My dear friend, the late Fr Larry Pereira often compared religion to a river, which at its source was pure and clean until the flowing water reached the plains where humankind would throw their garbage in it. One can say this of all religions without exception.

When Moses gave the Israelites the commandments of God, they numbered just ten. However by the time of Jesus the Jews held 613 laws of which 248 were positive, corresponding to parts of human body and 365 were negative, corresponding to the days in a year.

In the Gospel of today Jesus pronounces three woes against the Pharisees and the lawyers. These were members of the religious establishment who had become the de facto interpreters of the law during the four hundred years before Jesus, when the prophetic voice stood silent.

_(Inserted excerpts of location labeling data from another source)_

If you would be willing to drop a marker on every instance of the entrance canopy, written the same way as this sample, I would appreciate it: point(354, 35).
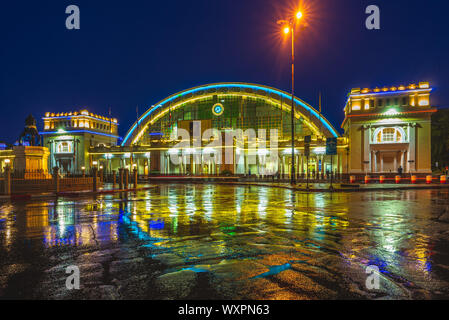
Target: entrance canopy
point(275, 98)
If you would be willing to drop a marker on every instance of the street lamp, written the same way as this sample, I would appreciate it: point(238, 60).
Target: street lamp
point(289, 27)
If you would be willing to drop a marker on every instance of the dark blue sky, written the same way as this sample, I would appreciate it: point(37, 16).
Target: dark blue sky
point(131, 53)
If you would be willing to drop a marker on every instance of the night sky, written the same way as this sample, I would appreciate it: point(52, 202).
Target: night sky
point(135, 53)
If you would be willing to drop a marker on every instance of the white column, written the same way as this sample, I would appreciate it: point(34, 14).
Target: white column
point(375, 161)
point(381, 162)
point(395, 161)
point(366, 147)
point(412, 148)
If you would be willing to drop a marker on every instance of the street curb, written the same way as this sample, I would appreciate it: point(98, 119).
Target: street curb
point(426, 187)
point(69, 194)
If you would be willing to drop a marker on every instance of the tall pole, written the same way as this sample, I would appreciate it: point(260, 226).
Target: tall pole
point(293, 178)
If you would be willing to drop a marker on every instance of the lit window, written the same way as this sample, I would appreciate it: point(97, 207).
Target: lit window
point(389, 135)
point(64, 147)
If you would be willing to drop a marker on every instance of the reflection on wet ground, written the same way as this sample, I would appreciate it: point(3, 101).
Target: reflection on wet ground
point(214, 242)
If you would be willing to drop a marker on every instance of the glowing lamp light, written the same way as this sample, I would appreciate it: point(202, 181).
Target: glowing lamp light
point(289, 151)
point(391, 112)
point(208, 151)
point(424, 102)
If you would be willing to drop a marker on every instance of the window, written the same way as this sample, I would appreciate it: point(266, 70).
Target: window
point(389, 135)
point(64, 147)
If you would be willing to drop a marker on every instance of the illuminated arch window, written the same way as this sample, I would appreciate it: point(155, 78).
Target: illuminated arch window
point(64, 147)
point(389, 135)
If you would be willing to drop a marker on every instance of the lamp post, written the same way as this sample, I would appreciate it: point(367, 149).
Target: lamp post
point(290, 27)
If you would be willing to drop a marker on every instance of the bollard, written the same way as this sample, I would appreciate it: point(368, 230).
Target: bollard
point(126, 186)
point(7, 190)
point(120, 181)
point(94, 179)
point(56, 179)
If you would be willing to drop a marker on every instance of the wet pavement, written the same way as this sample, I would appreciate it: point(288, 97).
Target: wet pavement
point(227, 242)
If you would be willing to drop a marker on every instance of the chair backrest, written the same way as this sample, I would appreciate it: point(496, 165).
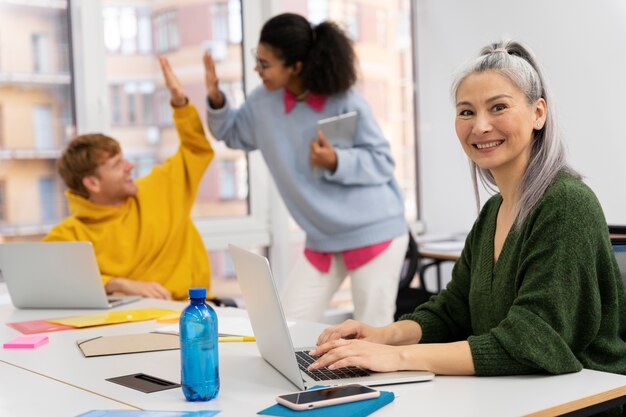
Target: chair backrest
point(619, 248)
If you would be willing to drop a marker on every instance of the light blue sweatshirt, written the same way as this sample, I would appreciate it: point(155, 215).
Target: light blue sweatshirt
point(357, 205)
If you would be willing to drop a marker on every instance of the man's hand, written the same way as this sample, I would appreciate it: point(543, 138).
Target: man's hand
point(212, 82)
point(177, 93)
point(132, 287)
point(322, 153)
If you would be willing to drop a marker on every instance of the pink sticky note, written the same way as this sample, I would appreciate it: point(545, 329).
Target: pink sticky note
point(26, 342)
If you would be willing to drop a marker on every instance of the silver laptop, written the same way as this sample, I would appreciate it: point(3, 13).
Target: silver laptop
point(273, 338)
point(55, 275)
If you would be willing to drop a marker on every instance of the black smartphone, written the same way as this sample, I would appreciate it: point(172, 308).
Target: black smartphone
point(322, 397)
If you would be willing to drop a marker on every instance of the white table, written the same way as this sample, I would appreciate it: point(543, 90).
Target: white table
point(26, 394)
point(249, 384)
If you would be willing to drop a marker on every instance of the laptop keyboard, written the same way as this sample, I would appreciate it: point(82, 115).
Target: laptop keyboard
point(325, 374)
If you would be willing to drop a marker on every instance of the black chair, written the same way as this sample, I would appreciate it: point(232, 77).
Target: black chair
point(408, 297)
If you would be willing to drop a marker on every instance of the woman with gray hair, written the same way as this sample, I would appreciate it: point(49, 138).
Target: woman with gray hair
point(537, 288)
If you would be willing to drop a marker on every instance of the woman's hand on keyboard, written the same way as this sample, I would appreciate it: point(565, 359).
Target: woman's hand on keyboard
point(340, 353)
point(351, 329)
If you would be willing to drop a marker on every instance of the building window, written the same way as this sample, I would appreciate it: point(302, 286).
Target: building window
point(167, 36)
point(219, 20)
point(127, 30)
point(226, 21)
point(1, 129)
point(41, 53)
point(131, 107)
point(47, 199)
point(3, 202)
point(43, 125)
point(116, 103)
point(147, 103)
point(228, 182)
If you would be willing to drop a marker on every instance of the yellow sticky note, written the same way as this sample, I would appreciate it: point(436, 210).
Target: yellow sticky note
point(113, 317)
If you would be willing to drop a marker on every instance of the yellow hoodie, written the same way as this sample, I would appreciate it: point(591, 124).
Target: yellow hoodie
point(151, 236)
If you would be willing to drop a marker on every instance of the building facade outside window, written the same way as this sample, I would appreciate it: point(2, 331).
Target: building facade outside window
point(36, 118)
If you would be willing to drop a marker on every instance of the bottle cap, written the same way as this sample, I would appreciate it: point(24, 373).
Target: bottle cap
point(197, 292)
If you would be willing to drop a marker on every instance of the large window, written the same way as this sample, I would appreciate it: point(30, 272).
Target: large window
point(36, 117)
point(182, 31)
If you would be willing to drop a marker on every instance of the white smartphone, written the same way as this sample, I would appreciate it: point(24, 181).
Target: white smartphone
point(322, 397)
point(339, 130)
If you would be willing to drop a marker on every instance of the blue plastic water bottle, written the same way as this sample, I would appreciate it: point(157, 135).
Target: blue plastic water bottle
point(198, 349)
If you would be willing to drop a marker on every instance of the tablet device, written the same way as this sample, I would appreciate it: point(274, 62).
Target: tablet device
point(339, 130)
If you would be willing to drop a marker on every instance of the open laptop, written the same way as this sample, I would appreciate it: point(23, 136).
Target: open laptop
point(273, 338)
point(55, 275)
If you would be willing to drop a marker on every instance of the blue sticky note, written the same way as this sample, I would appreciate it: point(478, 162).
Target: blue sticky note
point(147, 413)
point(354, 409)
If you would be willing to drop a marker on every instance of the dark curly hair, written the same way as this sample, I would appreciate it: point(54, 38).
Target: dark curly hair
point(326, 53)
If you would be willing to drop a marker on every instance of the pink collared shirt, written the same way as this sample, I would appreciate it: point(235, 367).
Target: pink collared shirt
point(352, 258)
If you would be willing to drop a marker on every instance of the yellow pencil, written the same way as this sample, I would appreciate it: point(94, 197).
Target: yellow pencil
point(236, 339)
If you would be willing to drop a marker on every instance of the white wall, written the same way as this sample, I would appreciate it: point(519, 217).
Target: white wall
point(582, 47)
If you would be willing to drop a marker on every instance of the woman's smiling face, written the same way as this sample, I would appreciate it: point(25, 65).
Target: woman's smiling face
point(495, 122)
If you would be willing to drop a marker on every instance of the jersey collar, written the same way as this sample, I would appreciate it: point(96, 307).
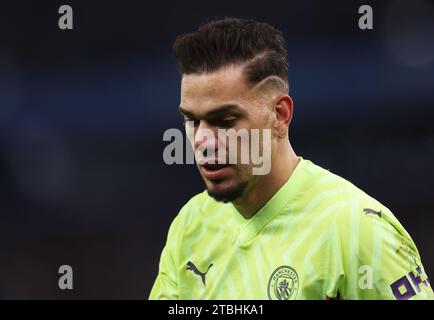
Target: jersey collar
point(251, 227)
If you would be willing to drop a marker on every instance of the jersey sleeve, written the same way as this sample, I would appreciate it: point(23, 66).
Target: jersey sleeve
point(380, 259)
point(166, 284)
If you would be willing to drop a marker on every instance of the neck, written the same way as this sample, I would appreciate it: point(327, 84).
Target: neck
point(263, 189)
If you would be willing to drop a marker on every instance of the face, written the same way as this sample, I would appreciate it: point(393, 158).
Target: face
point(223, 100)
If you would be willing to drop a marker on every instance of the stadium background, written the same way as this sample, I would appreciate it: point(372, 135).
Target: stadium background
point(82, 115)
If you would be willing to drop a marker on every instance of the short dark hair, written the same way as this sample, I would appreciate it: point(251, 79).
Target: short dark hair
point(231, 41)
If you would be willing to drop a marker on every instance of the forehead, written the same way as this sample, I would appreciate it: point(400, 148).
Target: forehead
point(201, 92)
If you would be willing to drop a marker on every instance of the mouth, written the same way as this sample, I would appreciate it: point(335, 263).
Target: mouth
point(215, 171)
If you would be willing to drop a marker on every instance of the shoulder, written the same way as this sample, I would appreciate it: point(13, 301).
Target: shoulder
point(198, 210)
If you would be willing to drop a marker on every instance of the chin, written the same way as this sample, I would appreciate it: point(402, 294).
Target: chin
point(228, 193)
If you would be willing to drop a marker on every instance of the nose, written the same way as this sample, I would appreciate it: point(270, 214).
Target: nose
point(206, 140)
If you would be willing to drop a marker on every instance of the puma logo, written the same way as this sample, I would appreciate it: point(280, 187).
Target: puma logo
point(193, 268)
point(370, 211)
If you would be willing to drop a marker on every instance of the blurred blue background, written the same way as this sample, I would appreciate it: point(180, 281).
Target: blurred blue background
point(82, 116)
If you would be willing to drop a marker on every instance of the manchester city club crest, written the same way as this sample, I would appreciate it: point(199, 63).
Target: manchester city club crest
point(283, 284)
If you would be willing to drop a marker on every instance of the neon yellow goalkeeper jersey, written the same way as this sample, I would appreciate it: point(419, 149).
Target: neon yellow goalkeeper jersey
point(318, 237)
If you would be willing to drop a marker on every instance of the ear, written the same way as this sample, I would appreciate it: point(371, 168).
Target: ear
point(284, 108)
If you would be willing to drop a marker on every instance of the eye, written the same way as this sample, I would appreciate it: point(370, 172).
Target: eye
point(225, 122)
point(191, 122)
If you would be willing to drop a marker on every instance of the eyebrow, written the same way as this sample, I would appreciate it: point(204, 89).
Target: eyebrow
point(223, 109)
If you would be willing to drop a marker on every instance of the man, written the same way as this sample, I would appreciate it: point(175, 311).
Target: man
point(297, 232)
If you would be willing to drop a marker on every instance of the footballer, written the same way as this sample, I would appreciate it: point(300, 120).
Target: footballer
point(297, 232)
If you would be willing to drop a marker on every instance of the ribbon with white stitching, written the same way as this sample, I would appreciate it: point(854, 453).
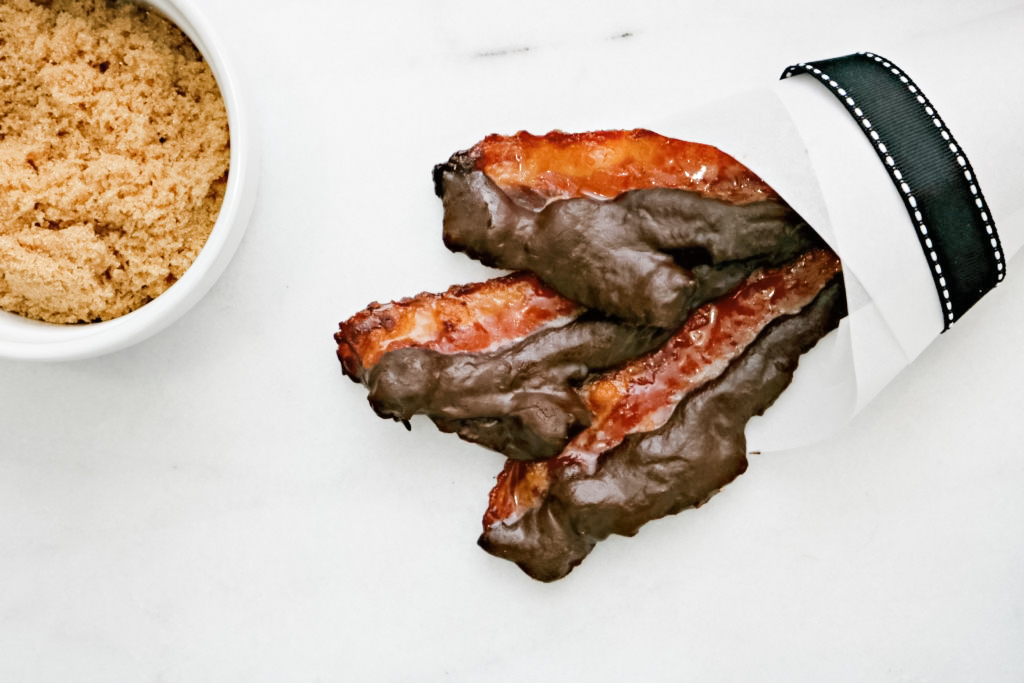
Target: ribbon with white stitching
point(931, 172)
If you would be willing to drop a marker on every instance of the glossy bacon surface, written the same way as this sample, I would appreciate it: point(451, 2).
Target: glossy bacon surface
point(466, 317)
point(642, 395)
point(537, 169)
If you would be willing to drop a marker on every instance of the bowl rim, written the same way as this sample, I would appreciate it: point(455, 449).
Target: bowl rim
point(26, 339)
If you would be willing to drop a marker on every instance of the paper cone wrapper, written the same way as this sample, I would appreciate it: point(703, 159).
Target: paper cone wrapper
point(799, 137)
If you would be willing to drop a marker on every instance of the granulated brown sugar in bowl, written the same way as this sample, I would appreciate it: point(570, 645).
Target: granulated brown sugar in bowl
point(114, 158)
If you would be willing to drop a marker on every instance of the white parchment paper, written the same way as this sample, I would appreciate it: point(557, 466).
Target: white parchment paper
point(803, 142)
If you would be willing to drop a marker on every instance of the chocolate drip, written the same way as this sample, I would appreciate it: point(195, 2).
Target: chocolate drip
point(519, 400)
point(648, 256)
point(679, 466)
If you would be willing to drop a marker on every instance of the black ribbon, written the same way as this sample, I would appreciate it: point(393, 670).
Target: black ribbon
point(930, 170)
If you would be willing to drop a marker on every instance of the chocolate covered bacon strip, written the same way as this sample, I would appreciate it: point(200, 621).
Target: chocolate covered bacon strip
point(496, 363)
point(634, 224)
point(669, 427)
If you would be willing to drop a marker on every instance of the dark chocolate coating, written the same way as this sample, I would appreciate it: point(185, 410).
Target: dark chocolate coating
point(519, 399)
point(679, 466)
point(645, 257)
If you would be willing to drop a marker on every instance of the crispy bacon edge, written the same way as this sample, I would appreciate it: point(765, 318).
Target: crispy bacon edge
point(465, 317)
point(536, 170)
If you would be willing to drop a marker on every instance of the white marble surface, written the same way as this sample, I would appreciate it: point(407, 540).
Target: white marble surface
point(219, 504)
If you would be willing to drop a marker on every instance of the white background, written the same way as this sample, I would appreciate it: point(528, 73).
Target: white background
point(219, 504)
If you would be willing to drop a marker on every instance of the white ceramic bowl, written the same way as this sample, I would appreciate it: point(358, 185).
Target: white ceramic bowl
point(31, 340)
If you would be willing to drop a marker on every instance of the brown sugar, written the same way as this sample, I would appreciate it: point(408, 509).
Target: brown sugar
point(114, 157)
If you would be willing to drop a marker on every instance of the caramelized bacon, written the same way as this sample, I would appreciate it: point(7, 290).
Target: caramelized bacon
point(466, 317)
point(535, 170)
point(645, 455)
point(648, 254)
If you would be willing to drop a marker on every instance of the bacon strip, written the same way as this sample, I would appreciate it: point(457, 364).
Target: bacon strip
point(535, 170)
point(645, 455)
point(496, 363)
point(466, 317)
point(676, 231)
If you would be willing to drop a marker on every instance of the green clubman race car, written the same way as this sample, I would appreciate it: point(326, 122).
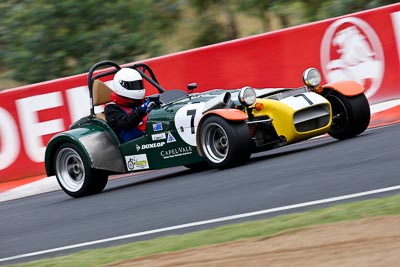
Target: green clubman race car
point(217, 128)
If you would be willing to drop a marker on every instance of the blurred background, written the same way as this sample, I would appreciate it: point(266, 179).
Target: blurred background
point(42, 40)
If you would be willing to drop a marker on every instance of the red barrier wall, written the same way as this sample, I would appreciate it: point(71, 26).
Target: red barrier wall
point(363, 46)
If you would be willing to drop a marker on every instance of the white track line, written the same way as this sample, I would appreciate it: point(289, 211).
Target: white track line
point(222, 219)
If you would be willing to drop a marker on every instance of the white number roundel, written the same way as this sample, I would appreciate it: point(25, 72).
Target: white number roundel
point(186, 120)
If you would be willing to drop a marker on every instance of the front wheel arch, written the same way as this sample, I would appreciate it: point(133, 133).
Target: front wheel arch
point(350, 114)
point(222, 143)
point(74, 173)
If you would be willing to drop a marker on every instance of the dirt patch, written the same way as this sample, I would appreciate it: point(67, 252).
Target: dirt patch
point(369, 242)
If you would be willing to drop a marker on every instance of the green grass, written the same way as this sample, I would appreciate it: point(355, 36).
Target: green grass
point(258, 228)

In their endeavour to live devout lives, the Pharisees (meaning separated ones) and the lawyers or scribes (who began as notaries and ended up as interpreters) created a niche for themselves by becoming the ‘go to people’ on all matter religious and in doing so they also began to add their own understanding of the law. The Talmud and the Mishna dating from a period before the Common Era through to the fifth century contains the teachings and opinions of thousands of rabbis on a variety of subjects that were orally passed on till they were written.  

It would be fallacious to think that Jesus attacked the law itself when He pronounces the woes against these Jewish leaders. Jesus does not see anything objectionable in the Pharisaic lifestyle per se. What he objects to is the deviation and neglect of the central commands of God in favour of commonly held practices which of course were human interpretations.